This seems just like IronPort and Voltage's offerings

It's good to know there is competition out there. I hate monopolies.

bedlam wrote: »

27 seconds into the video you linked to above shows that to not be true.
"Encrypted package (decryption key stored on TrulyMail server)"

The other two option are "not encrypted" and "encrypted with a preshared password". The latter of these is the only way you can prevent TrulyMail from decrypting but you still have to securely get the preshared password to your recipient somehow...

Actually there are four ways to send messages with them:

1) TrulyMail to TrulyMail - Encrypted by public keys, private keys only on the client, encrypted message on their server

2) TrulyMail to email (encrypted package) - decryption key on their servers but the content goes through email servers (not theirs)

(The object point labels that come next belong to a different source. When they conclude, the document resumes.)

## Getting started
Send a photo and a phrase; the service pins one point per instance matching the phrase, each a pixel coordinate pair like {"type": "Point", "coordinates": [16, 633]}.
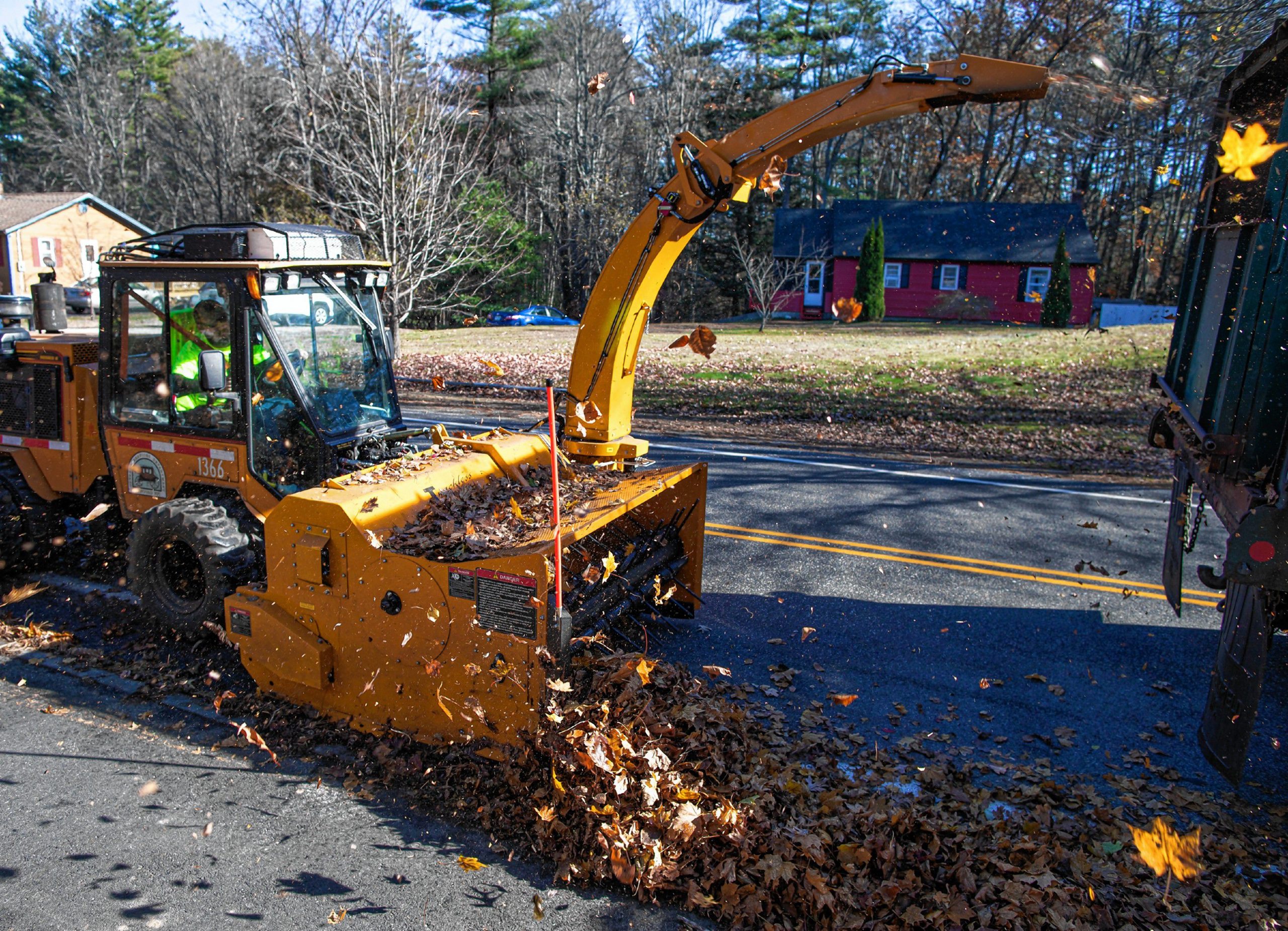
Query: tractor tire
{"type": "Point", "coordinates": [185, 558]}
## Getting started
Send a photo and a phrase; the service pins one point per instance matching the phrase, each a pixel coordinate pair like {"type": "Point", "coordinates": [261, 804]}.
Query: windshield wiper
{"type": "Point", "coordinates": [342, 295]}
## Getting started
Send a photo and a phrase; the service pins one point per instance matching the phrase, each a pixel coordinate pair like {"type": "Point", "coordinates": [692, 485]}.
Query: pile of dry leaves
{"type": "Point", "coordinates": [651, 778]}
{"type": "Point", "coordinates": [498, 514]}
{"type": "Point", "coordinates": [406, 467]}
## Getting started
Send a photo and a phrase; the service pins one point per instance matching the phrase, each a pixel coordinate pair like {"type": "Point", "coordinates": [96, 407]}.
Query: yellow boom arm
{"type": "Point", "coordinates": [711, 174]}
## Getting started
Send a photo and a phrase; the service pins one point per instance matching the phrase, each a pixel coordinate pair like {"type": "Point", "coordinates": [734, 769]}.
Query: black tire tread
{"type": "Point", "coordinates": [224, 550]}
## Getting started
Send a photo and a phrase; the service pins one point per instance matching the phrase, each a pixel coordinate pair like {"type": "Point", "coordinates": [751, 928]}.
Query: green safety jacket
{"type": "Point", "coordinates": [186, 355]}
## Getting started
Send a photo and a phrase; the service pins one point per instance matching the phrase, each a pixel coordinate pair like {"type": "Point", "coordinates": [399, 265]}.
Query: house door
{"type": "Point", "coordinates": [815, 284]}
{"type": "Point", "coordinates": [89, 258]}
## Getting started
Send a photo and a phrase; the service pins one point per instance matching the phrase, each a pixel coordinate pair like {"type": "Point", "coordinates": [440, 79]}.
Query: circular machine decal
{"type": "Point", "coordinates": [146, 475]}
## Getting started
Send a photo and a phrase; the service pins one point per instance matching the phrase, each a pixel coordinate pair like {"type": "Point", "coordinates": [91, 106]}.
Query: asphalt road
{"type": "Point", "coordinates": [925, 581]}
{"type": "Point", "coordinates": [921, 582]}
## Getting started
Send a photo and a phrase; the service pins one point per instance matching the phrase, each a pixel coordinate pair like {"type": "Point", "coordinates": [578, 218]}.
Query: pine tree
{"type": "Point", "coordinates": [870, 277]}
{"type": "Point", "coordinates": [1058, 304]}
{"type": "Point", "coordinates": [508, 36]}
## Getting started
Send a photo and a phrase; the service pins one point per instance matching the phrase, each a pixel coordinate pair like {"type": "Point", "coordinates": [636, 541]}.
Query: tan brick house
{"type": "Point", "coordinates": [71, 227]}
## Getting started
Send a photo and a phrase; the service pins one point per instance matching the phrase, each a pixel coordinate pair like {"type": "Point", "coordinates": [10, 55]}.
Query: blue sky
{"type": "Point", "coordinates": [201, 19]}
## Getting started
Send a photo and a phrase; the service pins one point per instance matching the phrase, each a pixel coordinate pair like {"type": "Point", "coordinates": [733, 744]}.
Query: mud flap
{"type": "Point", "coordinates": [1174, 552]}
{"type": "Point", "coordinates": [1236, 687]}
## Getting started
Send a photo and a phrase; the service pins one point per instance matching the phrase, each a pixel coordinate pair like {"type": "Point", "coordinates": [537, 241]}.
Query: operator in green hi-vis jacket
{"type": "Point", "coordinates": [210, 325]}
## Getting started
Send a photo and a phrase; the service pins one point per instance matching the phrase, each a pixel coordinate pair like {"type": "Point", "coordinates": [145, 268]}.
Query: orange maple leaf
{"type": "Point", "coordinates": [1243, 152]}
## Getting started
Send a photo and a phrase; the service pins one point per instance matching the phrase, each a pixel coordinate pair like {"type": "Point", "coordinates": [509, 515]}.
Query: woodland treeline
{"type": "Point", "coordinates": [490, 174]}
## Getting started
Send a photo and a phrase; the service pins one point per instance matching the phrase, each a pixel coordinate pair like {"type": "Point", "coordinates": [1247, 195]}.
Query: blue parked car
{"type": "Point", "coordinates": [534, 314]}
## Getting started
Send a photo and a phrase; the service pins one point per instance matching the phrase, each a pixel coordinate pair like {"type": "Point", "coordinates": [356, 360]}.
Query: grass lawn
{"type": "Point", "coordinates": [1059, 399]}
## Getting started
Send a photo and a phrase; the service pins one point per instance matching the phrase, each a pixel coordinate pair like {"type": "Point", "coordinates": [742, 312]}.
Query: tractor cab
{"type": "Point", "coordinates": [258, 346]}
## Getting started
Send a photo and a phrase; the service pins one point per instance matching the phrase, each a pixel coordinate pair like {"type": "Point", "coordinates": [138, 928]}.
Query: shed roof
{"type": "Point", "coordinates": [938, 231]}
{"type": "Point", "coordinates": [25, 208]}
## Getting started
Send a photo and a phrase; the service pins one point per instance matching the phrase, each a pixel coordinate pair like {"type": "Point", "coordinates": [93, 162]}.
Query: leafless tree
{"type": "Point", "coordinates": [768, 280]}
{"type": "Point", "coordinates": [401, 153]}
{"type": "Point", "coordinates": [209, 132]}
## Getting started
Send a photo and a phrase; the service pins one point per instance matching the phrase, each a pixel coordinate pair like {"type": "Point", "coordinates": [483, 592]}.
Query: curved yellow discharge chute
{"type": "Point", "coordinates": [709, 177]}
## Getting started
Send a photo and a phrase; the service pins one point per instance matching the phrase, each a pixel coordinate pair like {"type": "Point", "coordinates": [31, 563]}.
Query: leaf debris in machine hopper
{"type": "Point", "coordinates": [484, 517]}
{"type": "Point", "coordinates": [406, 467]}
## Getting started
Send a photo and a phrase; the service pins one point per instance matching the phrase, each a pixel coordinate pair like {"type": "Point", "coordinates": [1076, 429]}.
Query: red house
{"type": "Point", "coordinates": [943, 261]}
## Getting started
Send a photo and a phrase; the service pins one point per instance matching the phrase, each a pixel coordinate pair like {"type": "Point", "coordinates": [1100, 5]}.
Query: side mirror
{"type": "Point", "coordinates": [210, 371]}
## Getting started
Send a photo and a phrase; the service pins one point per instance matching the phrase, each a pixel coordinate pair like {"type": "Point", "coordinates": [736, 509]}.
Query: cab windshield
{"type": "Point", "coordinates": [328, 327]}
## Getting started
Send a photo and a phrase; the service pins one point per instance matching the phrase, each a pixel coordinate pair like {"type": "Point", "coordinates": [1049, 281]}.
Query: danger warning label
{"type": "Point", "coordinates": [460, 582]}
{"type": "Point", "coordinates": [507, 603]}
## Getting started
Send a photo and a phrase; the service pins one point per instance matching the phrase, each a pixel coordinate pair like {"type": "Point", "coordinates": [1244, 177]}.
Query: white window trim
{"type": "Point", "coordinates": [1031, 288]}
{"type": "Point", "coordinates": [40, 251]}
{"type": "Point", "coordinates": [816, 275]}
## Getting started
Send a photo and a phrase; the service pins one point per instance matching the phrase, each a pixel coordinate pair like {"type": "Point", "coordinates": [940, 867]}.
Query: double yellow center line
{"type": "Point", "coordinates": [942, 560]}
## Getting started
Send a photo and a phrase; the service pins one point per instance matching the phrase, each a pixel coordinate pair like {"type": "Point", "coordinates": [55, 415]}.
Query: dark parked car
{"type": "Point", "coordinates": [83, 297]}
{"type": "Point", "coordinates": [534, 314]}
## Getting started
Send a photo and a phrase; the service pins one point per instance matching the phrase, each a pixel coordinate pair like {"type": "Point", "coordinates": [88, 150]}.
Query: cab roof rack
{"type": "Point", "coordinates": [242, 242]}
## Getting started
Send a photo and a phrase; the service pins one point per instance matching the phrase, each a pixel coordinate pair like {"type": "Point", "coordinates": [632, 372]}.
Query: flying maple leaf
{"type": "Point", "coordinates": [96, 512]}
{"type": "Point", "coordinates": [21, 594]}
{"type": "Point", "coordinates": [254, 738]}
{"type": "Point", "coordinates": [701, 341]}
{"type": "Point", "coordinates": [772, 180]}
{"type": "Point", "coordinates": [1166, 852]}
{"type": "Point", "coordinates": [1243, 152]}
{"type": "Point", "coordinates": [847, 309]}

3) TrulyMail to email (encrypted web msg) - encrypted via AES and a passphrase must be opened in a browser, decryption in the browser, you need to get the passphrase to the recipient

4) TrulyMail to email (unencrypted) - just clear text

It's not magic, it's cryptography (well, except for the last one). I'm pretty sure they never have both the encrypted message and the means (the key) to decrypt the message.

Peter91

bedlam wrote: »

to use this option the recipient needs to also have the TrulyMail software which is Windows only, so is really less useful than GPG/PGP as it's a one OS solution.

True, but I find it easier to get my non-technical recipients to setup and configure TrulyMail rather than GPG.

bedlam wrote: »

So to use TrulyMail you have to either :
1) Use their software which limits recipients to Windows OS
2) find a way to securely get the web message password to the recipient and have the sender pay a fee.

That's right. Please let me know if you know a better (or free) way but like I said above, one of my main concerns is getting messages to others who refuse to be troubled with encryption software. It's not free but it's cheap and it works for me.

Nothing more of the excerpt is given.